Melody () is a 2015 Indian Kannada-language film directed by Srivatsa, starring Rajesh Krishnan, Karthika Menon, Chethan Gandharva and Akshatha Marla in lead roles.

Plot 
Kiran is a software engineer who falls in love with Anu. Since Kiran has no experience with women, his friend Madhu acts as Kiran on Facebook and befriends Anu. A confused Anu tells Kiran's friend Benny "to check on him".

Cast

Rajesh Krishnan as Kiran
Karthika Menon as Anu
Chethan Gandharva as Madhu
Akshatha Marla 
Ramakrishna
Mandya Ramesh
Rockline Sudhakar
Shamanth K Rao

Music

Reception

Critical response 

Shyam Prasad S of Bangalore Mirror scored the film at 3 out of 5 stars and says "Glamour is missing though the film is colourful.

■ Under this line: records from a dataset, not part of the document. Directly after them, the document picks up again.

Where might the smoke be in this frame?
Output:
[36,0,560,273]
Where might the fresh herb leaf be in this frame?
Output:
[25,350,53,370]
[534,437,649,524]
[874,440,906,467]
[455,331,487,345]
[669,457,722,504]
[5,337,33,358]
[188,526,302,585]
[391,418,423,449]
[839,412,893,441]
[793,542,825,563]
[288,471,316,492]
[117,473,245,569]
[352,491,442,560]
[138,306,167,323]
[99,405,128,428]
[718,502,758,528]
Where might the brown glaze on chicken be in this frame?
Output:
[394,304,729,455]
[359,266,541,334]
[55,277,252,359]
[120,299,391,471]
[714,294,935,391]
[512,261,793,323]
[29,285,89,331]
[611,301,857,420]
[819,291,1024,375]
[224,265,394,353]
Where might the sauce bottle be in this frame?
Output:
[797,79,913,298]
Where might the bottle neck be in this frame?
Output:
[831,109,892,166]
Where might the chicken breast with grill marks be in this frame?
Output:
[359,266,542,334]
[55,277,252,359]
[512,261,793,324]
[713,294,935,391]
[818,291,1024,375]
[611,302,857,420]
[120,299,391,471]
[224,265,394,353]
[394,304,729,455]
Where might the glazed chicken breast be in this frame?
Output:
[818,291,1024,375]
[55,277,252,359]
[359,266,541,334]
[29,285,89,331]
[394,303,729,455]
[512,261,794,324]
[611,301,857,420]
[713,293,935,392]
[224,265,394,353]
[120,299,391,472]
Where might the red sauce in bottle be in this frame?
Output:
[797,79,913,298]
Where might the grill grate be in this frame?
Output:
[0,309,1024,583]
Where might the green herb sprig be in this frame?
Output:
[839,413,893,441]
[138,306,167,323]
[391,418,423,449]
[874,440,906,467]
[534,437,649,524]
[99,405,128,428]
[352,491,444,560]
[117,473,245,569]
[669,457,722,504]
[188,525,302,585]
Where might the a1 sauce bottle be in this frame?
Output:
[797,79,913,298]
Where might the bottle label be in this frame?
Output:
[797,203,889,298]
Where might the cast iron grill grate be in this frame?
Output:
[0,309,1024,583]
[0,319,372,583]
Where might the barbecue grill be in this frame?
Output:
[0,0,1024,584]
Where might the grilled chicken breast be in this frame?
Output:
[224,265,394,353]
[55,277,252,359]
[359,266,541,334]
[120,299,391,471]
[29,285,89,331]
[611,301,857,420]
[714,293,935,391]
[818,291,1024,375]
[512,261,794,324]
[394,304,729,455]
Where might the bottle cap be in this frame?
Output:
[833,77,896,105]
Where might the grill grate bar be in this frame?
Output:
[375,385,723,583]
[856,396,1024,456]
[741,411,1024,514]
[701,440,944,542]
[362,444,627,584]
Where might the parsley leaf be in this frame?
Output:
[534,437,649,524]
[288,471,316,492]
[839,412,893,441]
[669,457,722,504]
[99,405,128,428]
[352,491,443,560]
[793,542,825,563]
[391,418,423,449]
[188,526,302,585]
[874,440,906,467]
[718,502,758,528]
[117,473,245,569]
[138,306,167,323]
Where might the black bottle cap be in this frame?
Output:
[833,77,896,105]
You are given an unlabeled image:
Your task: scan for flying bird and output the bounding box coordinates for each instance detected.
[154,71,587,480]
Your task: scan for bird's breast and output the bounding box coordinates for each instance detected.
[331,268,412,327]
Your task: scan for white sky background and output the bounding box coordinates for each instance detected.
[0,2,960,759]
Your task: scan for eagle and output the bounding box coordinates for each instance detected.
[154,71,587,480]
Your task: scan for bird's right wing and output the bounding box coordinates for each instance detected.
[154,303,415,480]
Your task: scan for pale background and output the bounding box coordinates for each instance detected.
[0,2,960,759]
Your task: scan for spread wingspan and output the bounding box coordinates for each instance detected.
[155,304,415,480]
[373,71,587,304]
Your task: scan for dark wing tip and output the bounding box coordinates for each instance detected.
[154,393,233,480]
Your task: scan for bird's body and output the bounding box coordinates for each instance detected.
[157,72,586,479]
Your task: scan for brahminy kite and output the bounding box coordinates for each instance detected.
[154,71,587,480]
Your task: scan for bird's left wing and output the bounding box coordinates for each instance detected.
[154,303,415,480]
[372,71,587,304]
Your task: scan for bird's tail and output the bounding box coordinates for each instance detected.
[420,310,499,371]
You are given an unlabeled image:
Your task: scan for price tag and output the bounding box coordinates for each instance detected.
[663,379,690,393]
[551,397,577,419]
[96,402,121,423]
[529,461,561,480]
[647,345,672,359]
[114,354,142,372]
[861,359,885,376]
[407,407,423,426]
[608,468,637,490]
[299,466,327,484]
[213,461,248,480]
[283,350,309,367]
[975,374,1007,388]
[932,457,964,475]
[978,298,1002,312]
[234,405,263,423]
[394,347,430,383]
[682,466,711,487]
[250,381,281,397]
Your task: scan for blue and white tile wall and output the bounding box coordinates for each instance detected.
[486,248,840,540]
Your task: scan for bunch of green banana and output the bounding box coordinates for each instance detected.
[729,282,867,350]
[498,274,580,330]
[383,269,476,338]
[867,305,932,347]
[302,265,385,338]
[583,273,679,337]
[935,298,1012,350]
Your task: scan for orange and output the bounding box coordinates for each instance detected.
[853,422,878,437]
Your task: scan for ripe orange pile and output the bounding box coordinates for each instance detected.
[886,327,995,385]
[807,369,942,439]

The film could also have been a bit crispier. Melody makes for a leisurely laidback watch". S Vishwanath of Deccan Herald wrote "Melody works wonderfully despite its pitfalls. Yes, as its tagline says, just love maadi, for it is as much a treat to youth as it is to the entire family". The Times of India scored the film at 3 out of 5 stars and says "Though Rajesh Krishnan and Kartika Menon have done well, it is Chethan Gandharva and Akshatha Marla who steal the show with their lively performance. Camera by RV Nageshwara Rao and music by L N Sastry are average". Sify wrote "The movie also lacks good music and good dialogues. With such award-winning singers on board, the team could have worked hard in upgrading the music of the film. Director Nanjunda Krishna has tried to apply ‘tele-serial formulae’ which has failed miserably!"